The Chief Executive Officer has the use of a Company car, the insurance, maintenance and fuel costs (related to its professional use) are covered by Sodexo.

Collective health and benefit plans

The Chief Executive Officer is a member of the Company's collective health and benefit plans, subject to the same terms and conditions as those applicable to all employees of the Group's French entities.

Unemployment insurance

As the Chief Executive Officerdoes not have a French employment contract, the Company subscribes to a private unemployment insurance policy with the French association of unemployment insurance for Corporate Officers (Association pour la garantie sociale des chefs et dirigeants d'entreprises - GSC). Under this policy, if the Chief Executive Officer were to lose his/her office, he/she would receive benefits for a maximum period of 24 months.

Exceptional compensation

The compensation policy does not permit the granting of exceptional compensation to the Chief Executive Officer.
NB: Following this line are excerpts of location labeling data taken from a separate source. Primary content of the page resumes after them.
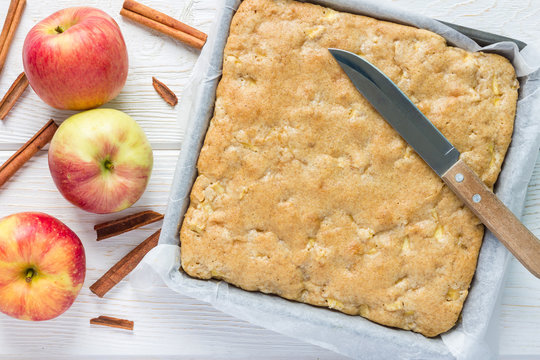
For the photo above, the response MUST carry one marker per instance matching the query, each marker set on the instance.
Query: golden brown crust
(306, 192)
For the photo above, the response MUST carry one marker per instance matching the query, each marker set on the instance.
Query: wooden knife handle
(463, 181)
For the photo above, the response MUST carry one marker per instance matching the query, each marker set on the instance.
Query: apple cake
(304, 190)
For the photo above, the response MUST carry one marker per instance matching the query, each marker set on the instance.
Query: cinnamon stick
(160, 17)
(112, 322)
(165, 92)
(13, 94)
(125, 224)
(38, 141)
(122, 268)
(179, 34)
(13, 18)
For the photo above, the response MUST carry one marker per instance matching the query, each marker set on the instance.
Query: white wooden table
(168, 324)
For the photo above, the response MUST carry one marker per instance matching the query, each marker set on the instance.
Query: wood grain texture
(463, 181)
(170, 325)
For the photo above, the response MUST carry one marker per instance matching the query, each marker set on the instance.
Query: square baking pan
(353, 336)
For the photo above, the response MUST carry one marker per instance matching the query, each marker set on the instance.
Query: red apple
(42, 266)
(76, 59)
(100, 160)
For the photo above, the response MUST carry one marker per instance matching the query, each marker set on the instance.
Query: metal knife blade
(399, 111)
(439, 153)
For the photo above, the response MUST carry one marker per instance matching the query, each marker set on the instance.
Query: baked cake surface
(304, 191)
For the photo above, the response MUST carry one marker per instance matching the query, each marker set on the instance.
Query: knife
(441, 156)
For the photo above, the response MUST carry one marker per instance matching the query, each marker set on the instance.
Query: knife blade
(400, 112)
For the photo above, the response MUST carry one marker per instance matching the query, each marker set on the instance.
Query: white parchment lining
(353, 336)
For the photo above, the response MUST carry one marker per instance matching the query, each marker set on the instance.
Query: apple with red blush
(42, 266)
(101, 160)
(76, 59)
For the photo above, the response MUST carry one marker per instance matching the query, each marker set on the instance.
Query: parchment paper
(353, 336)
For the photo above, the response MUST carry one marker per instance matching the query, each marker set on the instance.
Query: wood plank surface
(170, 325)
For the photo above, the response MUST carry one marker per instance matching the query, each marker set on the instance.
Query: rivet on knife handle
(495, 215)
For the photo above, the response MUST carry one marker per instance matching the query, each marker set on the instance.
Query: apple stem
(108, 165)
(29, 275)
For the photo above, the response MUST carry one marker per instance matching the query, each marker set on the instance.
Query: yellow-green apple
(76, 59)
(100, 160)
(42, 266)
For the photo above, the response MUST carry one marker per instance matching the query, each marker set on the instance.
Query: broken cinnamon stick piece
(38, 141)
(13, 18)
(112, 322)
(122, 268)
(125, 224)
(162, 18)
(13, 94)
(164, 29)
(165, 92)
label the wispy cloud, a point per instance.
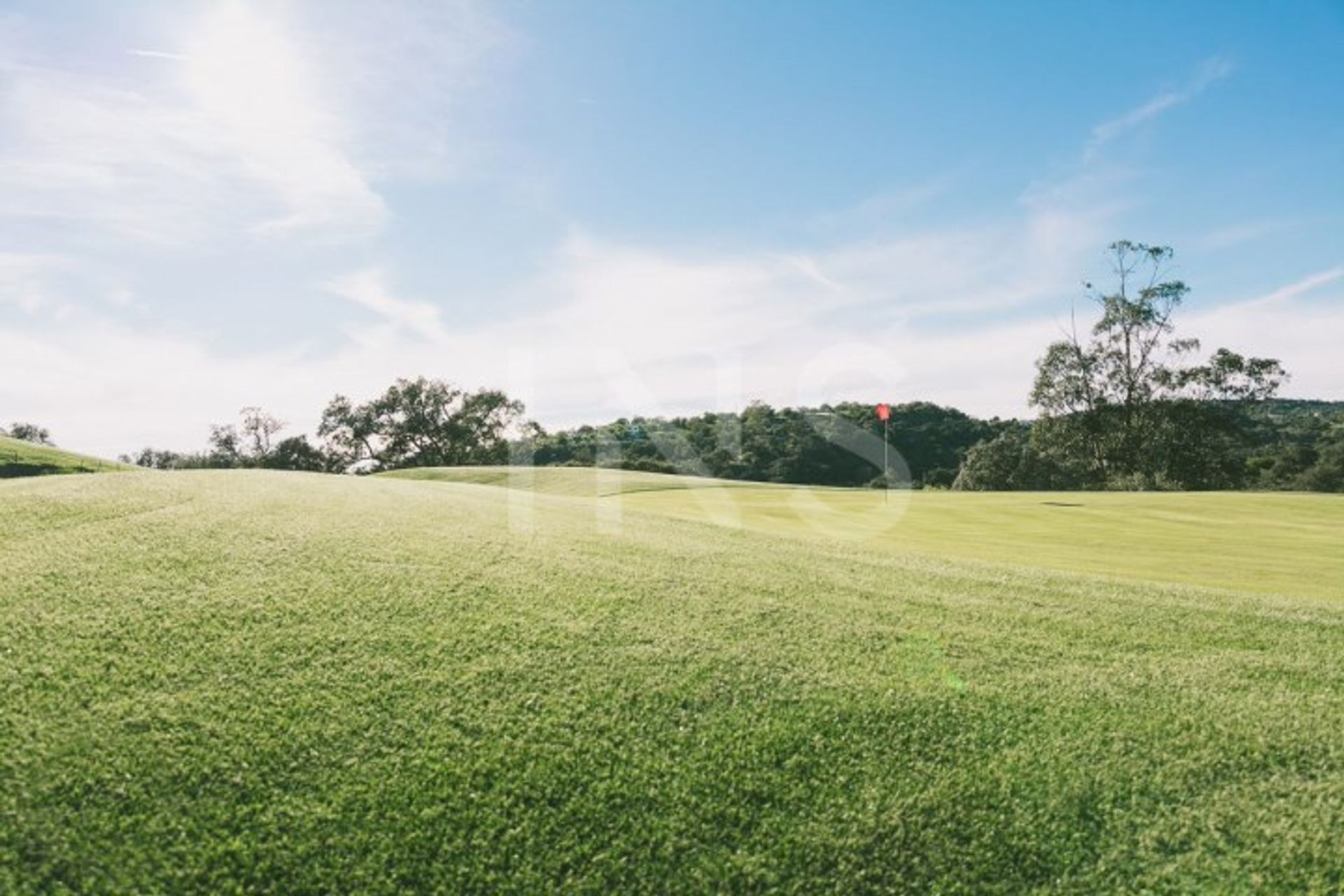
(369, 289)
(1210, 71)
(1300, 288)
(260, 121)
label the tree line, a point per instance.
(1124, 403)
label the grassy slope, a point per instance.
(20, 458)
(1269, 543)
(580, 481)
(244, 680)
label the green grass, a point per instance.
(248, 681)
(19, 458)
(581, 481)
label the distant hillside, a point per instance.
(1288, 410)
(29, 458)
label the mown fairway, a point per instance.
(288, 682)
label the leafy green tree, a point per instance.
(296, 453)
(420, 422)
(1110, 397)
(1012, 461)
(30, 433)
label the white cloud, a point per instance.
(23, 280)
(1210, 71)
(368, 288)
(1298, 323)
(251, 118)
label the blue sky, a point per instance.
(635, 207)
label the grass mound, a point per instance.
(580, 481)
(19, 458)
(248, 681)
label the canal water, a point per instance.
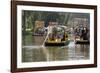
(33, 51)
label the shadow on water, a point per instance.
(33, 51)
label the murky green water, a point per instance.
(33, 51)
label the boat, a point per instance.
(58, 37)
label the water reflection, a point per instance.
(32, 51)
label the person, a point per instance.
(84, 33)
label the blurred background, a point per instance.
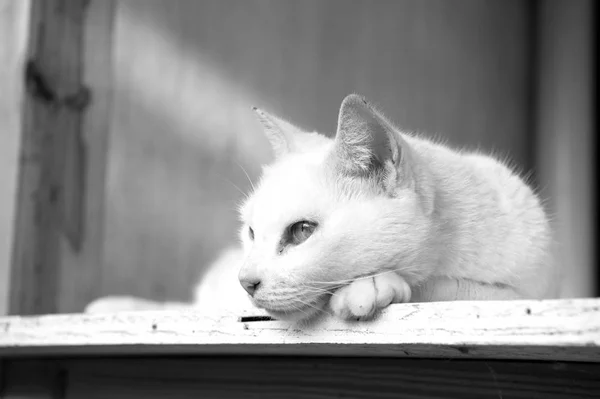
(169, 136)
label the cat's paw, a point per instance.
(364, 297)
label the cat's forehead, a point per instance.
(290, 188)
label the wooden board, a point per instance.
(532, 330)
(312, 378)
(14, 30)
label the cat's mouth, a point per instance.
(295, 311)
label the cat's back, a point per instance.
(492, 224)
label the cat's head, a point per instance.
(328, 211)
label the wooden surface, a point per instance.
(50, 155)
(186, 72)
(565, 136)
(14, 30)
(530, 330)
(81, 270)
(311, 378)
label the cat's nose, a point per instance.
(250, 285)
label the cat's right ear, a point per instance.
(279, 132)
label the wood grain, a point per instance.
(14, 35)
(55, 51)
(565, 137)
(550, 330)
(81, 270)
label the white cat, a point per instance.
(373, 217)
(377, 216)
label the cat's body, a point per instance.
(376, 216)
(425, 221)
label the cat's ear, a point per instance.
(279, 132)
(369, 146)
(365, 141)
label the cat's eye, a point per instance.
(300, 231)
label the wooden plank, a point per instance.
(14, 30)
(51, 120)
(565, 136)
(549, 329)
(279, 377)
(31, 379)
(81, 268)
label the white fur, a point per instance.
(399, 218)
(434, 216)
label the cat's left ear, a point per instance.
(365, 141)
(367, 145)
(279, 132)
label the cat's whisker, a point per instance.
(247, 175)
(347, 281)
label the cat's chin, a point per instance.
(295, 316)
(304, 314)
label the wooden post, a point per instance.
(52, 161)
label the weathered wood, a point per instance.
(32, 380)
(51, 120)
(14, 29)
(565, 82)
(543, 330)
(308, 377)
(81, 268)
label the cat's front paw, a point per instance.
(364, 297)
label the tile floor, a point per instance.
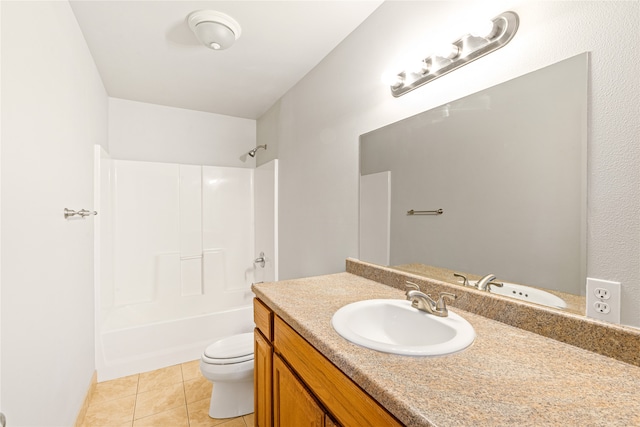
(176, 396)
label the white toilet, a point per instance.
(228, 363)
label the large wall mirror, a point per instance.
(506, 167)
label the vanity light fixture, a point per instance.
(488, 36)
(215, 30)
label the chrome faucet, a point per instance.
(486, 282)
(424, 302)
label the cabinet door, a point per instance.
(262, 371)
(293, 406)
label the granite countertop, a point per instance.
(508, 377)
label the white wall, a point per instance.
(155, 133)
(54, 109)
(318, 122)
(266, 220)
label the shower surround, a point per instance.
(174, 261)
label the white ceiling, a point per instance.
(145, 51)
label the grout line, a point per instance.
(184, 390)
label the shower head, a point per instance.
(252, 153)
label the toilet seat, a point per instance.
(230, 350)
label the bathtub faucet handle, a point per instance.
(260, 260)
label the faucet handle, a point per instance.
(496, 284)
(410, 286)
(465, 281)
(442, 305)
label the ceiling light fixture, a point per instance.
(215, 30)
(483, 39)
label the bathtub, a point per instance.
(134, 349)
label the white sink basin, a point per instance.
(526, 293)
(393, 326)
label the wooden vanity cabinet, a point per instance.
(295, 385)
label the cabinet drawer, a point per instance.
(263, 318)
(345, 400)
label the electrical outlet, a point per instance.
(603, 300)
(602, 293)
(602, 307)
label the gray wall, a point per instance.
(320, 120)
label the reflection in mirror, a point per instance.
(507, 166)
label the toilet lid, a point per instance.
(233, 349)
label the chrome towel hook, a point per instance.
(81, 213)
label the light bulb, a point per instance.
(448, 51)
(418, 67)
(392, 79)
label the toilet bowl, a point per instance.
(228, 363)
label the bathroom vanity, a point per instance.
(307, 374)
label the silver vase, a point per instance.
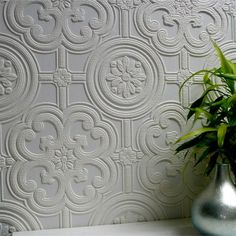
(214, 211)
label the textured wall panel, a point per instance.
(90, 107)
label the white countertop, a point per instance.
(162, 228)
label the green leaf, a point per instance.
(211, 164)
(207, 153)
(196, 132)
(187, 144)
(221, 134)
(225, 65)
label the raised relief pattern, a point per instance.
(7, 77)
(173, 25)
(62, 77)
(60, 21)
(127, 77)
(71, 165)
(126, 4)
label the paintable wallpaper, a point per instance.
(90, 107)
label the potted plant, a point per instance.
(215, 141)
(214, 211)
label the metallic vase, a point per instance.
(214, 211)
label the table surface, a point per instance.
(177, 227)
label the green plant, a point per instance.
(215, 141)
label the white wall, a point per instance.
(90, 107)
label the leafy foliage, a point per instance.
(215, 141)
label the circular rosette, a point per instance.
(18, 78)
(125, 78)
(127, 208)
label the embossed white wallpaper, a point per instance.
(90, 107)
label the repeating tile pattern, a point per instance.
(90, 107)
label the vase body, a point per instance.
(214, 210)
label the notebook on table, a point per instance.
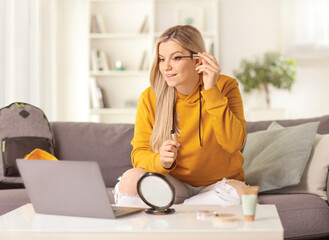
(69, 188)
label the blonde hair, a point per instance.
(191, 39)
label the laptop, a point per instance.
(69, 188)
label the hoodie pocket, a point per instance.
(19, 147)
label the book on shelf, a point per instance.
(145, 25)
(96, 94)
(99, 61)
(97, 24)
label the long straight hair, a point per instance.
(191, 39)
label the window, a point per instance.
(305, 25)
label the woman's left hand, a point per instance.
(210, 69)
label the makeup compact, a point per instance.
(157, 192)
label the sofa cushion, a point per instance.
(303, 216)
(107, 144)
(314, 179)
(277, 158)
(262, 125)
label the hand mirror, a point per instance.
(157, 192)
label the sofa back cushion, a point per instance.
(107, 144)
(323, 128)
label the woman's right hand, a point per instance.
(168, 153)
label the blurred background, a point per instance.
(82, 60)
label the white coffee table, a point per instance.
(24, 223)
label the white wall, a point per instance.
(249, 28)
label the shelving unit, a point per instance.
(123, 41)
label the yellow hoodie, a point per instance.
(223, 134)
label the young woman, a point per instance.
(189, 98)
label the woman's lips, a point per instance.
(170, 75)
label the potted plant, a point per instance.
(272, 69)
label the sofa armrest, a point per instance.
(328, 186)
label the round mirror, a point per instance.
(157, 192)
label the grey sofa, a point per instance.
(304, 216)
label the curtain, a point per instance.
(20, 70)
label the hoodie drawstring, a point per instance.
(200, 116)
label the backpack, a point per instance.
(23, 128)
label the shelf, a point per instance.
(99, 36)
(125, 73)
(113, 111)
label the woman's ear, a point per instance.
(198, 62)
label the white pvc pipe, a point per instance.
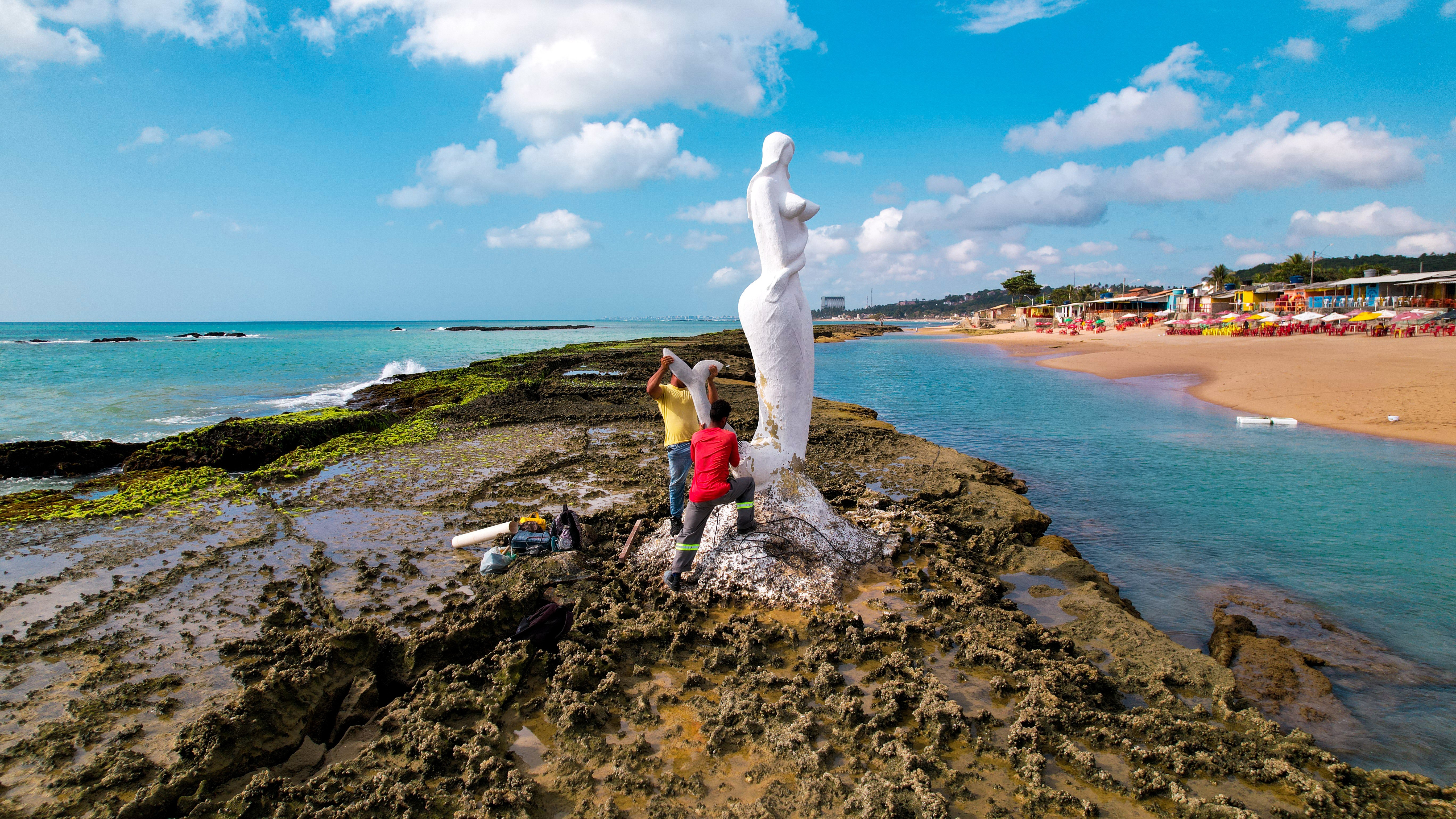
(481, 535)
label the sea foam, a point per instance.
(340, 395)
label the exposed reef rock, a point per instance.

Potential change of governance

If one or more Deputy Chief Executive Officers were appointed, the principles and criteria for determining, allocating and awarding the compensation components provided for in the Chief Executive Officer's compensation policy would also apply to the Deputy Chief Executive Officer(s). In such a case, the Board of Directors, acting on the recommendation of the Compensation Committee, would adapt the principles and criteria to the person(s) concerned in order to determine the applicable targets, performance levels, conditions, compensation structures and maximum percentages of the fixed compensation that their variable compensation may represent (which may not be higher than those set for the Chief Executive Officer).

If the Chief Executive Officer were to become a member of the Company's Board of Directors, he/she would not receive any directors' compensation.

Signing bonus

Pursuant to the recommendations of the AFEP-MEDEF Code, if a new Chief Executive Officer is recruited from outside Sodexo, the Board of Directors may decide to grant him or her an indemnity (in cash and/or shares) in order to compensate for any loss of previous compensation or benefits (excluding pension benefits).

This indemnity would be arranged so as to reflect the type, risk profile and the vesting horizon of the lost benefits.

In accordance with article L.22-10-8 of the French Commercial Code, the payment or implementation of any such compensation would be subject to shareholder approval.

6.5.1.5 Compensation policy for the Company’s directors for Fiscal 2022

The compensation awarded to directors includes is made up of fixed and variable compensation components and a travel allowance for directors coming from the United States.

Directors are not eligible for any long-term compensation, supplemental pension plan or compensation or benefits that may result from any change in their duties, new duties, or a removal from office.